Tabular Pretraining
===================

When encountering multiple distinct tables which may have different number of classes, performing
contrastive pretraining (called Vertical-Partition Contrastive Learning, VPCL in the paper) is often
a better choice. This can be done using the transtab contrastive learner model.
The full code is available at `Notebook Example <https://github.com/ryanwangzf/transtab/blob/master/examples/contrastive_learning.ipynb>`_.


.. code-block:: python

    import transtab

    # load multiple datasets by passing a list of data names
    allset, trainset, valset, testset, cat_cols, num_cols, bin_cols \
        = transtab.load_data(['credit-g','credit-approval'])

    # build contrastive learner, set supervised=True for supervised VPCL
    model, collate_fn = transtab.build_contrastive_learner(
        cat_cols, num_cols, bin_cols, 
        supervised=True, # if take supervised CL
        num_partition=4, # num of column partitions for pos/neg sampling
        overlap_ratio=0.5, # specify the overlap ratio of column partitions during the CL
    )


The function transtab.build_contrastive_learner returns both the CL model and the collate function
for the training dataloaders.

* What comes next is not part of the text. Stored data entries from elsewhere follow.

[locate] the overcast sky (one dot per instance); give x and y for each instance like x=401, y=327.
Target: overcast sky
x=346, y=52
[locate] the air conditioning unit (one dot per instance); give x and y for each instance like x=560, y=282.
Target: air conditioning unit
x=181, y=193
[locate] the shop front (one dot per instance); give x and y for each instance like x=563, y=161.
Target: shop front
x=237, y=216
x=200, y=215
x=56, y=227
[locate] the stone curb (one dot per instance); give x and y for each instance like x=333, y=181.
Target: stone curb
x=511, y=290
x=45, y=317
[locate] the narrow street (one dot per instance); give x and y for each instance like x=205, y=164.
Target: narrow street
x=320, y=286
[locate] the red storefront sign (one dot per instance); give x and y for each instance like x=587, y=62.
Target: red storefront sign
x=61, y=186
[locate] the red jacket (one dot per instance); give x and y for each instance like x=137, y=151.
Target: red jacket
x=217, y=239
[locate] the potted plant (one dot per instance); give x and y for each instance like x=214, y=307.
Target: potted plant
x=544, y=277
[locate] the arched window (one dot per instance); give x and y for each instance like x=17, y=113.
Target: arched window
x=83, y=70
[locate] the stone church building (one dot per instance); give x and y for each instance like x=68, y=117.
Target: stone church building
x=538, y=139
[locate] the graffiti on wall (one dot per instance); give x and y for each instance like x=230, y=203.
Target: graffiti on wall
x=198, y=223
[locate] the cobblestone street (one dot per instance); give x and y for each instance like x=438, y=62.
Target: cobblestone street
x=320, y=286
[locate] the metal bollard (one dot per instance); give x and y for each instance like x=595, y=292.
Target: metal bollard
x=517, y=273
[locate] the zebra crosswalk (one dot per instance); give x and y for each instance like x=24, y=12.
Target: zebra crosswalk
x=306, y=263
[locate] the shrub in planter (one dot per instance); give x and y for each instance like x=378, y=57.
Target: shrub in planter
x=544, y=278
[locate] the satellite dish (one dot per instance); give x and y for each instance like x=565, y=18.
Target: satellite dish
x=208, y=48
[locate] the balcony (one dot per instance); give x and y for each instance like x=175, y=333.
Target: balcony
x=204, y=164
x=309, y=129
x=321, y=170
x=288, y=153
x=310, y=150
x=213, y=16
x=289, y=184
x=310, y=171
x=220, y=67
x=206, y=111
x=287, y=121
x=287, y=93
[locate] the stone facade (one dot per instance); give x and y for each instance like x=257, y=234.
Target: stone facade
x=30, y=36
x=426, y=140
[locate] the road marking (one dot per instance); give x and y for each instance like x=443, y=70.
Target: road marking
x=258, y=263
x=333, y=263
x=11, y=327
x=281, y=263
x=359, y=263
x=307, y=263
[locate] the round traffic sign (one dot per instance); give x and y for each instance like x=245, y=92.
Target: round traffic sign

We then train the model like

.. code-block:: python

    # start contrastive pretraining training
    training_arguments = {
        'num_epoch':50,
        'batch_size':64,
        'lr':1e-4,
        'eval_metric':'val_loss',
        'eval_less_is_better':True,
        'output_dir':'./checkpoint' # save the pretrained model
        }

    # pass the collate function to the train function
    transtab.train(model, trainset, valset, collate_fn=collate_fn, **training_arguments)

    
After this pretrain completes, we shall build a classifier from the checkpoint.

.. code-block:: python

    # load the pretrained model and finetune on a target dataset
    allset, trainset, valset, testset, cat_cols, num_cols, bin_cols \
        = transtab.load_data('credit-approval')

    # build transtab classifier model, and load from the pretrained dir
    model = transtab.build_classifier(checkpoint='./checkpoint')

    # update model's categorical/numerical/binary column dict
    model.update({'cat':cat_cols,'num':num_cols,'bin':bin_cols})